Valerie Pecresse, who is head of the Ile-de-France region that includes Paris and is responsible for its transport system, announced the increase for single tickets and 10-ticket passes last month.
She insisted monthly and annual "Navigo" passes used mainly by residents would not be affected.
The measure "is an additional harsh blow to residents of Paris and the Paris region... during this period of inflation during which each euro counts," Emmanuel Gregoire and Pierre Rabadan, the Paris deputy mayors in charge of urban development and sport, said in a letter to Pecresse on Tuesday, seen by AFP.

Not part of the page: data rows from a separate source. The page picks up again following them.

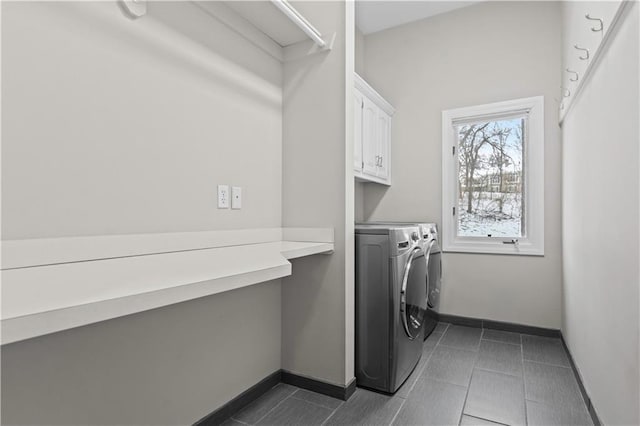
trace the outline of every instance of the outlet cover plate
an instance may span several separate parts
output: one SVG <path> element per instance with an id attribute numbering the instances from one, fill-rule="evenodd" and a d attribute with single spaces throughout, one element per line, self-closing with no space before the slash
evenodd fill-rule
<path id="1" fill-rule="evenodd" d="M 242 208 L 242 187 L 240 186 L 231 187 L 231 208 L 234 210 Z"/>
<path id="2" fill-rule="evenodd" d="M 229 185 L 218 185 L 218 208 L 229 208 Z"/>

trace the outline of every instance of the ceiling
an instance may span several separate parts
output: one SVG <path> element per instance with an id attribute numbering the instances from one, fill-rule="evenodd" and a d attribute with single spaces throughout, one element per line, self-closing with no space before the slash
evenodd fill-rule
<path id="1" fill-rule="evenodd" d="M 356 0 L 356 26 L 363 34 L 371 34 L 478 1 L 482 0 Z M 270 1 L 227 0 L 224 3 L 282 47 L 307 40 L 307 36 Z M 294 5 L 304 15 L 305 3 L 299 1 Z"/>
<path id="2" fill-rule="evenodd" d="M 356 0 L 356 26 L 363 34 L 371 34 L 461 7 L 471 6 L 479 1 L 481 0 Z"/>

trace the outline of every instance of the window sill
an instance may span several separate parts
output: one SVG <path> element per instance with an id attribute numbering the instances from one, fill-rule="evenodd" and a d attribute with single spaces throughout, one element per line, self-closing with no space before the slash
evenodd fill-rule
<path id="1" fill-rule="evenodd" d="M 506 254 L 510 256 L 544 256 L 544 249 L 531 243 L 521 242 L 517 246 L 491 242 L 454 242 L 442 245 L 445 253 L 474 253 L 474 254 Z"/>

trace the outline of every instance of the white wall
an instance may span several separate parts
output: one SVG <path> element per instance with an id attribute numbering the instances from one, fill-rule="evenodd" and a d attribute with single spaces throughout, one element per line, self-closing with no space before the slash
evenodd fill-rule
<path id="1" fill-rule="evenodd" d="M 355 29 L 354 67 L 360 77 L 364 77 L 364 34 L 357 27 Z"/>
<path id="2" fill-rule="evenodd" d="M 3 3 L 4 239 L 280 226 L 278 61 L 183 2 L 23 3 Z"/>
<path id="3" fill-rule="evenodd" d="M 2 2 L 3 239 L 281 225 L 281 63 L 148 7 Z M 264 283 L 5 346 L 3 421 L 192 424 L 280 368 L 280 303 Z"/>
<path id="4" fill-rule="evenodd" d="M 344 386 L 354 376 L 353 2 L 294 7 L 336 38 L 330 52 L 284 66 L 282 220 L 334 228 L 335 253 L 295 260 L 283 279 L 282 368 Z"/>
<path id="5" fill-rule="evenodd" d="M 355 31 L 355 71 L 360 75 L 360 77 L 365 78 L 365 70 L 364 70 L 364 34 L 356 27 Z M 354 186 L 354 215 L 356 222 L 363 222 L 364 218 L 364 186 L 366 185 L 363 182 L 356 181 Z"/>
<path id="6" fill-rule="evenodd" d="M 562 332 L 593 406 L 610 425 L 640 423 L 638 9 L 636 3 L 562 127 Z"/>
<path id="7" fill-rule="evenodd" d="M 2 424 L 191 425 L 280 369 L 274 281 L 2 347 Z"/>
<path id="8" fill-rule="evenodd" d="M 365 37 L 366 79 L 396 108 L 393 185 L 364 186 L 366 220 L 441 223 L 442 110 L 545 96 L 545 256 L 445 253 L 443 313 L 560 328 L 559 14 L 481 2 Z"/>

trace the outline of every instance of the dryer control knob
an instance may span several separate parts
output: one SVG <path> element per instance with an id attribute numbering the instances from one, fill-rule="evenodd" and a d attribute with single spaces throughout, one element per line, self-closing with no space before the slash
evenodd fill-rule
<path id="1" fill-rule="evenodd" d="M 411 234 L 411 239 L 413 241 L 418 241 L 420 239 L 420 235 L 418 235 L 417 232 L 414 232 L 414 233 Z"/>

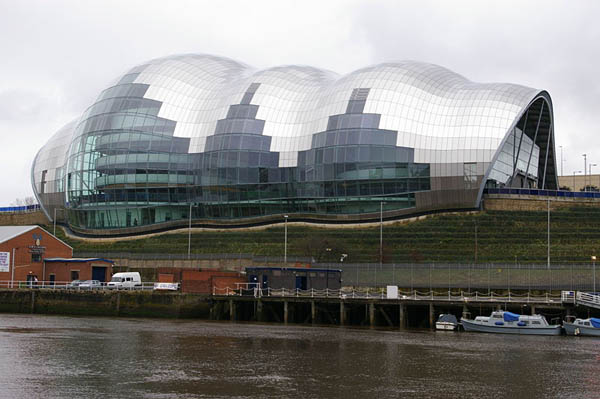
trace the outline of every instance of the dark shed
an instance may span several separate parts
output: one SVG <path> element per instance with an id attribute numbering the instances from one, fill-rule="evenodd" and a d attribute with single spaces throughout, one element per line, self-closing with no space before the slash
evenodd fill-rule
<path id="1" fill-rule="evenodd" d="M 342 287 L 340 269 L 311 269 L 301 267 L 247 267 L 249 283 L 262 289 L 339 290 Z"/>

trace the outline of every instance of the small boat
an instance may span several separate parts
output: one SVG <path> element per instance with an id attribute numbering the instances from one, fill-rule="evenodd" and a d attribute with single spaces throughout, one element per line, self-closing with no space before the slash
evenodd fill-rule
<path id="1" fill-rule="evenodd" d="M 453 331 L 458 327 L 458 320 L 453 314 L 442 313 L 435 322 L 436 330 Z"/>
<path id="2" fill-rule="evenodd" d="M 465 331 L 477 331 L 501 334 L 560 335 L 559 324 L 548 324 L 542 315 L 519 315 L 497 310 L 488 316 L 477 316 L 475 320 L 462 319 Z"/>
<path id="3" fill-rule="evenodd" d="M 571 319 L 572 320 L 572 319 Z M 600 319 L 590 317 L 589 319 L 575 319 L 563 322 L 563 328 L 567 335 L 587 335 L 600 337 Z"/>

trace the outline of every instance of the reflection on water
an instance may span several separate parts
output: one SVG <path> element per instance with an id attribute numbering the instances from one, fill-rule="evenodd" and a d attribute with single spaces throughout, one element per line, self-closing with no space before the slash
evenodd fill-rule
<path id="1" fill-rule="evenodd" d="M 0 397 L 600 397 L 600 339 L 0 315 Z"/>

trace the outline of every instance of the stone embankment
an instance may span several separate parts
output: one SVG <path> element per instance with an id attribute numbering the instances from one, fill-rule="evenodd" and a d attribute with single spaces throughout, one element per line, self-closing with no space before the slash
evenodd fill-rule
<path id="1" fill-rule="evenodd" d="M 209 296 L 145 291 L 0 290 L 0 312 L 208 318 Z"/>

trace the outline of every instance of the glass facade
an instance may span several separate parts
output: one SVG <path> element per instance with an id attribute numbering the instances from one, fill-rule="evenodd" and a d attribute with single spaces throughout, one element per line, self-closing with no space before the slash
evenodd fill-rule
<path id="1" fill-rule="evenodd" d="M 338 76 L 182 55 L 104 90 L 40 150 L 32 184 L 49 217 L 65 207 L 92 234 L 372 221 L 382 202 L 401 217 L 476 208 L 485 186 L 553 188 L 553 148 L 543 91 L 417 62 Z"/>

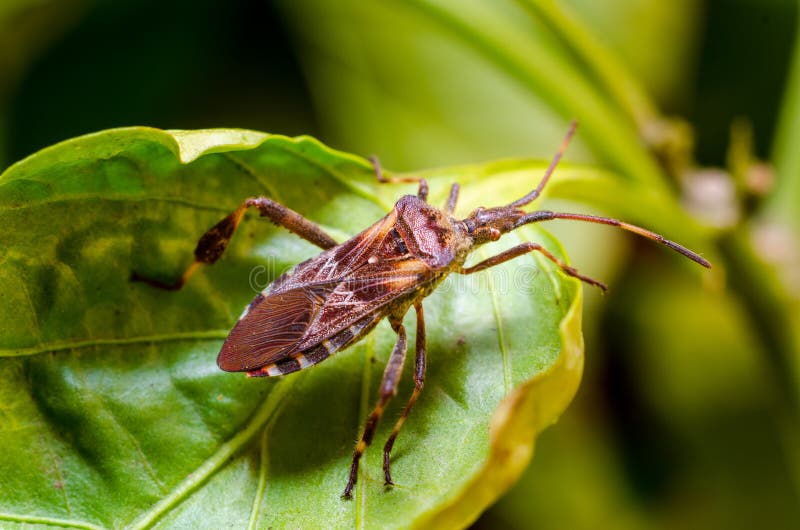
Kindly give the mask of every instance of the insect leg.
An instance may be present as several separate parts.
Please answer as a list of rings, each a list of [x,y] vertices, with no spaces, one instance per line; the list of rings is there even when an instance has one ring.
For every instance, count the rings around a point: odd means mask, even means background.
[[[542,180],[539,181],[539,184],[529,194],[525,195],[521,199],[517,199],[516,201],[509,204],[509,206],[513,206],[514,208],[519,208],[521,206],[525,206],[526,204],[530,204],[535,201],[539,195],[542,193],[542,190],[547,185],[547,181],[550,180],[550,176],[555,171],[558,162],[561,160],[561,157],[564,156],[564,151],[567,150],[567,146],[569,145],[570,140],[575,135],[575,130],[578,128],[578,122],[573,121],[569,124],[569,129],[567,130],[566,136],[564,136],[564,140],[561,142],[561,147],[558,149],[556,156],[553,157],[553,160],[550,162],[550,165],[547,167],[547,171],[544,172],[544,176]]]
[[[425,316],[422,313],[422,303],[417,302],[414,304],[414,309],[417,313],[417,341],[414,358],[414,392],[411,394],[411,398],[409,398],[406,408],[403,409],[403,413],[400,415],[397,423],[394,424],[394,429],[392,429],[392,434],[389,436],[389,439],[386,440],[386,445],[383,446],[383,477],[384,484],[386,486],[394,485],[394,482],[392,482],[392,473],[389,464],[389,453],[392,452],[392,447],[397,439],[397,435],[400,433],[400,429],[403,427],[403,423],[405,423],[408,413],[411,411],[411,407],[414,406],[414,403],[417,401],[417,398],[422,392],[422,386],[425,384],[425,366],[427,364],[427,360],[425,355]]]
[[[233,233],[236,231],[236,227],[239,226],[245,212],[250,207],[257,208],[261,213],[261,217],[267,217],[276,225],[286,228],[320,248],[329,249],[336,246],[336,241],[326,234],[322,228],[294,210],[267,197],[251,197],[200,237],[194,249],[194,262],[189,265],[177,281],[164,283],[159,280],[144,278],[136,272],[131,275],[131,280],[145,282],[154,287],[171,291],[180,289],[200,265],[211,265],[222,256],[228,247],[231,237],[233,237]]]
[[[456,211],[456,203],[458,202],[458,190],[461,189],[457,183],[453,183],[450,186],[450,195],[447,196],[447,206],[446,211],[449,214],[452,214]]]
[[[367,422],[364,425],[364,433],[361,439],[356,444],[353,451],[353,463],[350,465],[350,476],[347,479],[347,486],[342,493],[342,497],[350,499],[353,497],[353,486],[355,486],[358,479],[358,461],[361,455],[372,443],[372,438],[375,436],[375,429],[378,427],[383,411],[389,400],[397,394],[397,384],[400,382],[400,375],[403,373],[403,364],[406,360],[406,329],[400,320],[391,322],[392,328],[397,332],[397,342],[392,350],[392,355],[389,357],[389,362],[386,369],[383,371],[383,380],[381,381],[380,395],[378,396],[378,403],[372,412],[367,416]]]
[[[378,160],[378,157],[373,155],[369,157],[369,161],[372,162],[372,167],[375,168],[375,178],[378,179],[378,182],[381,184],[401,184],[406,182],[418,182],[419,183],[419,190],[417,191],[417,197],[422,199],[423,201],[428,201],[428,181],[419,178],[419,177],[387,177],[383,174],[383,169],[381,169],[381,163]]]
[[[594,285],[596,287],[599,287],[603,291],[608,290],[608,287],[606,287],[606,285],[603,282],[593,280],[588,276],[580,274],[576,269],[570,267],[569,265],[567,265],[566,263],[555,257],[553,254],[551,254],[550,251],[544,248],[542,245],[531,242],[521,243],[516,247],[511,247],[510,249],[503,251],[496,256],[492,256],[491,258],[485,259],[480,263],[473,265],[472,267],[462,267],[459,272],[461,274],[472,274],[473,272],[482,271],[484,269],[488,269],[489,267],[500,265],[501,263],[504,263],[510,259],[514,259],[518,256],[522,256],[523,254],[527,254],[528,252],[541,252],[542,254],[544,254],[544,257],[546,257],[547,259],[558,265],[558,267],[562,271],[564,271],[564,274],[572,276],[574,278],[578,278],[579,280],[586,282],[589,285]]]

Workers and volunteers needed to "make the Games a success don't necessarily have a Navigo card" and will be forced to pay the high price for a single or 10-trip ticket, Gregoire and Rabadan wrote.
It would be more difficult to recruit volunteers, and would affect visitors expected to be "mostly French, especially from the Paris region," they said.
The issue has exposed growing tensions ahead of the Olympics between the Ile-de-France region, run by Pecresse of the right-wing Republicans party and Paris city hall under Socialist mayor Anne Hidalgo.
Pecresse angrily criticised Hidalgo last month when the mayor said that public transport would not be ready for the Olympics.
Up to 43 percent of the 14 million French visitors expected during the Games would hail from the capital's region itself, the deputy mayors said, referring to estimates by the Paris tourism bureau.
They demanded a meeting to discuss "maintaining the same price" for metro tickets and ensuring public transport was free for all Parisian volunteers.
Paris initially said it would ensure free transport for spectators, but its Olympic and Paralympic organising committee dropped the plan when it revised its budget in 2022.
There has also been growing concern over the quality of service on the metro and suburban trains, as commuters suffer delays and breakdowns.
Pecresse on Tuesday said that Paris's metro and suburban train system were suffering "a worrying new deterioration" and only four of the capital's 16 metro lines showed "satisfactory" results for regular service.